Yformer: U-Net Inspired Transformer Architecture for Far Horizon Time Series Forecasting
This work solves the problem of accurate long-term forecasting for researchers and industries relying on time series data, representing an incremental advance by integrating U-Net connections with sparse attention.
The paper tackles far horizon time series forecasting by proposing Yformer, a U-Net inspired transformer architecture that addresses the resolution mismatch in sparse transformers, resulting in average improvements of 19.82% MSE and 13.62% MAE in univariate settings and 18.41% MSE and 11.85% MAE in multivariate settings compared to state-of-the-art methods.
Time series data is ubiquitous in research as well as in a wide variety of industrial applications. Effectively analyzing the available historical data and providing insights into the far future allows us to make effective decisions. Recent research has witnessed the superior performance of transformer-based architectures, especially in the regime of far horizon time series forecasting. However, the current state of the art sparse Transformer architectures fail to couple down- and upsampling procedures to produce outputs in a similar resolution as the input.
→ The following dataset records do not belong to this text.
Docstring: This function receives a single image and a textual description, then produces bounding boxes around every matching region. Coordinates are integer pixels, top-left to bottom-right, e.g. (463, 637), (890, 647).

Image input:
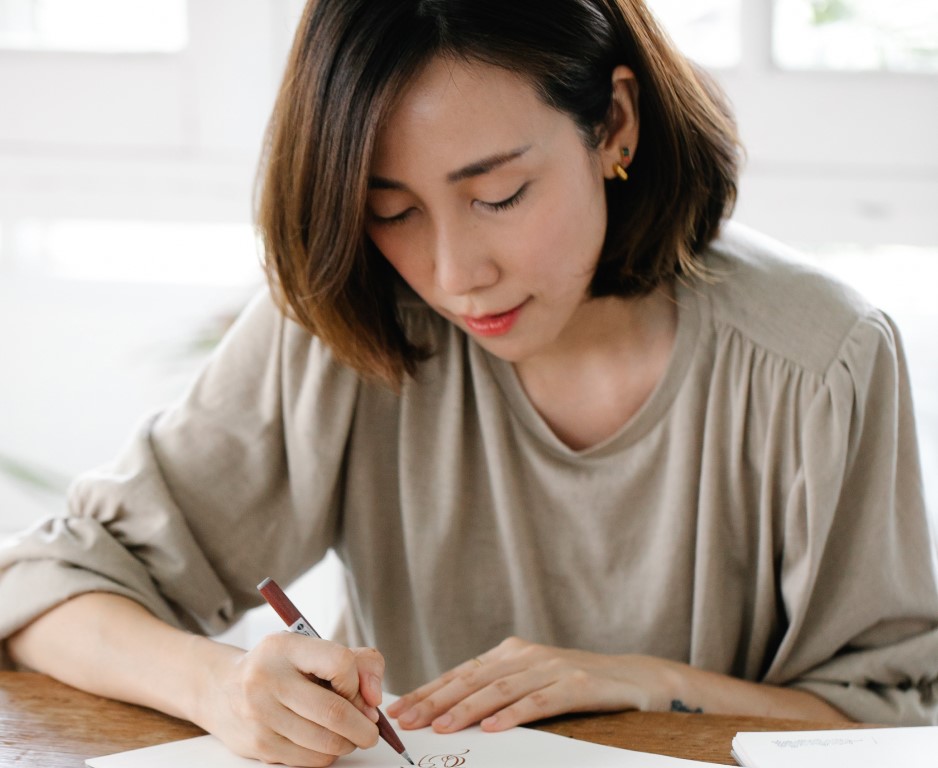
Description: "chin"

(474, 336), (541, 364)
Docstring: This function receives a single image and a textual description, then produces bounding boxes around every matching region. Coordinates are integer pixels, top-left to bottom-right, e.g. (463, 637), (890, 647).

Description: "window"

(647, 0), (741, 68)
(774, 0), (938, 72)
(0, 0), (187, 53)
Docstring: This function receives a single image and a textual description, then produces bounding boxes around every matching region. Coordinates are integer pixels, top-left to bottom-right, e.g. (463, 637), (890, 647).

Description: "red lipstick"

(462, 301), (526, 337)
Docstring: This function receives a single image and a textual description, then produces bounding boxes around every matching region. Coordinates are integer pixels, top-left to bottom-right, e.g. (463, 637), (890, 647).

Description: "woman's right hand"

(195, 632), (386, 767)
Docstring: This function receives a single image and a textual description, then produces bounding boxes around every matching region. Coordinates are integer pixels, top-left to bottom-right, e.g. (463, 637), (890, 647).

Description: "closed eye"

(478, 183), (529, 213)
(368, 207), (415, 227)
(369, 182), (530, 225)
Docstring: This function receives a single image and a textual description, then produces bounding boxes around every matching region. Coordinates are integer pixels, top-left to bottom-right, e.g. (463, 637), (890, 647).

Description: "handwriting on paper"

(406, 749), (470, 767)
(771, 737), (865, 749)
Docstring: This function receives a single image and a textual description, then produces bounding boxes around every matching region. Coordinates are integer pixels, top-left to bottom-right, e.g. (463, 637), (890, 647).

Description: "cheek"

(368, 229), (432, 293)
(368, 228), (405, 272)
(529, 182), (607, 277)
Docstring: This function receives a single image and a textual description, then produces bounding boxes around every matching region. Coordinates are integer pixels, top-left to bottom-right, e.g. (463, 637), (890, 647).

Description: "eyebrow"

(369, 145), (531, 190)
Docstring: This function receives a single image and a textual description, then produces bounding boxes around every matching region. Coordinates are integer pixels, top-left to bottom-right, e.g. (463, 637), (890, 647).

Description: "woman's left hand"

(385, 637), (681, 733)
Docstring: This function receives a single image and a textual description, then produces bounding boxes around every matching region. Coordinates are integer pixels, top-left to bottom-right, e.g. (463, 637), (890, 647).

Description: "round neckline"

(482, 278), (704, 459)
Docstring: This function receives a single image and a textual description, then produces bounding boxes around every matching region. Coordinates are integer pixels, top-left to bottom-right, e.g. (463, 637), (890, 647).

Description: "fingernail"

(432, 713), (453, 731)
(481, 715), (499, 730)
(365, 705), (380, 723)
(368, 674), (383, 704)
(398, 709), (417, 726)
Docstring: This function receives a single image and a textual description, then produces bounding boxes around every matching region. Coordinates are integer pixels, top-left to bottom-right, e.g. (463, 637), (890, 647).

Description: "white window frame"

(718, 2), (938, 248)
(0, 0), (297, 224)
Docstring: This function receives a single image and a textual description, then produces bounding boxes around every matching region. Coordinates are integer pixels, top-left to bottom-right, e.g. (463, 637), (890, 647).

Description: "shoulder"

(699, 222), (882, 376)
(233, 285), (461, 391)
(192, 287), (365, 410)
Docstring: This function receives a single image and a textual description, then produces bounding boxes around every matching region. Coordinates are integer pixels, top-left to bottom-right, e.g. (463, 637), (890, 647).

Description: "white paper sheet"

(731, 725), (938, 768)
(87, 722), (722, 768)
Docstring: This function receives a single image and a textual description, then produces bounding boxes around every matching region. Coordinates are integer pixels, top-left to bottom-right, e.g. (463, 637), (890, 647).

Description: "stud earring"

(613, 147), (630, 181)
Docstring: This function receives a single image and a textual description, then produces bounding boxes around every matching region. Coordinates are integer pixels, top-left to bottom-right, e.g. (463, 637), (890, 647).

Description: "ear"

(599, 65), (640, 180)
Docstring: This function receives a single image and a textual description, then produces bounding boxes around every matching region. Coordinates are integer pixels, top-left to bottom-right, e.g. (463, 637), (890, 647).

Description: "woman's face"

(366, 56), (623, 364)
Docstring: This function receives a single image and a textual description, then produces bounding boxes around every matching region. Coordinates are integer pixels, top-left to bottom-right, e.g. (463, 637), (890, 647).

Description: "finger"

(396, 656), (530, 729)
(279, 635), (381, 728)
(387, 658), (470, 718)
(230, 721), (345, 768)
(279, 671), (380, 750)
(308, 643), (381, 722)
(351, 646), (386, 708)
(430, 666), (558, 733)
(480, 678), (647, 732)
(479, 681), (572, 732)
(387, 669), (461, 719)
(392, 658), (494, 726)
(289, 636), (362, 698)
(390, 638), (535, 720)
(268, 699), (361, 757)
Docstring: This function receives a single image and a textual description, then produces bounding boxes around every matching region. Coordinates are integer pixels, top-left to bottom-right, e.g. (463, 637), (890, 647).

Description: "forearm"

(7, 592), (242, 725)
(659, 657), (850, 721)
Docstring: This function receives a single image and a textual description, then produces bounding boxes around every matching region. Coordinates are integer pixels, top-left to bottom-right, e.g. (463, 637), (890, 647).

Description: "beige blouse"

(2, 222), (937, 725)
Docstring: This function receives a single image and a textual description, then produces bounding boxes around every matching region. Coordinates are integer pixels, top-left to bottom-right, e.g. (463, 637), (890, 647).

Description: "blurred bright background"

(0, 0), (936, 646)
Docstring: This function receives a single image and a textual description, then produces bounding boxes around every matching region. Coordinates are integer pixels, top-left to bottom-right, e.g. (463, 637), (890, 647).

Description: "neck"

(517, 282), (677, 378)
(513, 283), (678, 450)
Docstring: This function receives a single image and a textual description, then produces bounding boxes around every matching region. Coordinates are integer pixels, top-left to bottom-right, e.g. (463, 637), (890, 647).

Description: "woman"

(3, 1), (937, 766)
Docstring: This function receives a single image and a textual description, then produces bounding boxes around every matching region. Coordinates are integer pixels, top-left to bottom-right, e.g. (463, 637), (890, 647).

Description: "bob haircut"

(256, 0), (741, 388)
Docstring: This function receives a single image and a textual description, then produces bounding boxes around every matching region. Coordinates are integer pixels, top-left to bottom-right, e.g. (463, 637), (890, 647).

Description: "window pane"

(774, 0), (938, 73)
(0, 0), (187, 53)
(647, 0), (741, 69)
(284, 1), (743, 70)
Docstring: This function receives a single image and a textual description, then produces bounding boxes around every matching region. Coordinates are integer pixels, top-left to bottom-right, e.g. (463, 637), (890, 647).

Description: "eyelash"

(369, 183), (529, 227)
(479, 183), (529, 213)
We propose the Yformer model, based on a novel Y-shaped encoder-decoder architecture that (1) uses direct connection from the downscaled encoder layer to the corresponding upsampled decoder layer in a U-Net inspired architecture, (2) Combines the downscaling/upsampling with sparse attention to capture long-range effects, and (3) stabilizes the encoder-decoder stacks with the addition of an auxiliary reconstruction loss. Extensive experiments have been conducted with relevant baselines on four benchmark datasets, demonstrating an average improvement of 19.82, 18.41 percentage MSE and 13.62, 11.85 percentage MAE in comparison to the current state of the art for the univariate and the multivariate settings respectively.